Worin das Problem gelegen hätte, hätte ein Film wie CLOUD ATLAS gewonnen, liegt nicht nur in dem „Deutschen“ seiner Produktion. Der Film ist zwar hauptsächlich in Berlin gedreht, aber nicht auf Deutsch, zudem sind technisches Team und Darsteller mehrheitlich nicht Deutsche. Was ein 'deutscher' Film ist, ist noch nicht definiert, auf jeden Fall muß diese Diskussion nun auch nicht erfolgen. Es zeigte sich aber bei den Lolas für CLOUD ATLAS auf der Bühne des Friedrichstadtpalastes, daß es merkwürdig ist, daß von den Ausgezeichneten auf einen deutschen Filmpreis nicht auf Deutsch gedankt werden kann.
Bester Dokumentarfilm wurde MORE THAN HONEY vom Regisseur Markus Imhoof, ein Film, der uns ebenfalls sehr gut gefallen hatte, was wir zum Anlaß nehmen, die DVD gesondert zu besprechen. Dennoch waren wir fast froh, nicht in der Jury sitzen zu müssen, denn vor allem der ebenfalls nominierte Film VERGISS MEIN NICHT von David Sieveking über seine der Demenz verfallende Mutter, ist berührend und schockierend zugleich. Bester Kinderfilm wurde KADDISCH FÜR EINEN FREUND von Leo Khasin, der damit DAS HAUS DER KROKODILE ausstach.
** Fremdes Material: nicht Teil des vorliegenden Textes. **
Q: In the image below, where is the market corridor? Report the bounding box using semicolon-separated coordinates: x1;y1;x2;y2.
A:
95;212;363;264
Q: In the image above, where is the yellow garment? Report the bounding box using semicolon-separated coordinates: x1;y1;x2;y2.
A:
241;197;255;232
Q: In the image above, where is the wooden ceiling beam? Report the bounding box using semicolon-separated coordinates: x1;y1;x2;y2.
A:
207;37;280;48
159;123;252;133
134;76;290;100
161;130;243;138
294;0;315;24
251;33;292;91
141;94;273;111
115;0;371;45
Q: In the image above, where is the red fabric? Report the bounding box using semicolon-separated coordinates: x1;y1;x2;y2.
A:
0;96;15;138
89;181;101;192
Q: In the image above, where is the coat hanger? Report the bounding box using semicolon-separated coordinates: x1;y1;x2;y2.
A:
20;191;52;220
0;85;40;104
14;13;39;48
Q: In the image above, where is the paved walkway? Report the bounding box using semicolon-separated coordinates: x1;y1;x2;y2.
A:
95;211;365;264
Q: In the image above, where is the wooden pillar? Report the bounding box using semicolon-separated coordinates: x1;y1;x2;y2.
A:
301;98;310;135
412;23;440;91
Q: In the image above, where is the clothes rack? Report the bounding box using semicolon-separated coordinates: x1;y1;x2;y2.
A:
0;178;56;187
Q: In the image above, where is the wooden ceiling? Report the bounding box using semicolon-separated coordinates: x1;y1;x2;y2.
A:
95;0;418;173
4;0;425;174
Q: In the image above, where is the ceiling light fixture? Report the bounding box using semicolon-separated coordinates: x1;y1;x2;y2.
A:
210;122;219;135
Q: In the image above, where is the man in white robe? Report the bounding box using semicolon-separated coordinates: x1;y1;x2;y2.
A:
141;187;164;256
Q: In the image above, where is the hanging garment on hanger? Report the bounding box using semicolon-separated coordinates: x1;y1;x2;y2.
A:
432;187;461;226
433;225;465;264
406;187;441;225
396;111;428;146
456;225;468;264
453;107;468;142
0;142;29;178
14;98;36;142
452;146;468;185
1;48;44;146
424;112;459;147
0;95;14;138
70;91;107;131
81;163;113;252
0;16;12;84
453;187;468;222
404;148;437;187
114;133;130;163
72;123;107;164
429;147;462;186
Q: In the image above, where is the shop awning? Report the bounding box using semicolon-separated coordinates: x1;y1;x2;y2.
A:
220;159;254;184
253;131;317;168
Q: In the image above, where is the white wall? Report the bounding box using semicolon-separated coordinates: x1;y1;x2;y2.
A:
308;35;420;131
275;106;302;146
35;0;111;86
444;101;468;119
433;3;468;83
Von den sechs Lolas für OH BOY heimste Regisseur Jan Ole Gerster gleich neben dem für den Besten Film (die Preise für dafür gehen an die Produzenten) zwei weitere für sich selber ein. Er erhielt sie für das Beste Drehbuch und die Beste Regie, die Beste Musik ging ebenfalls an OH BOY.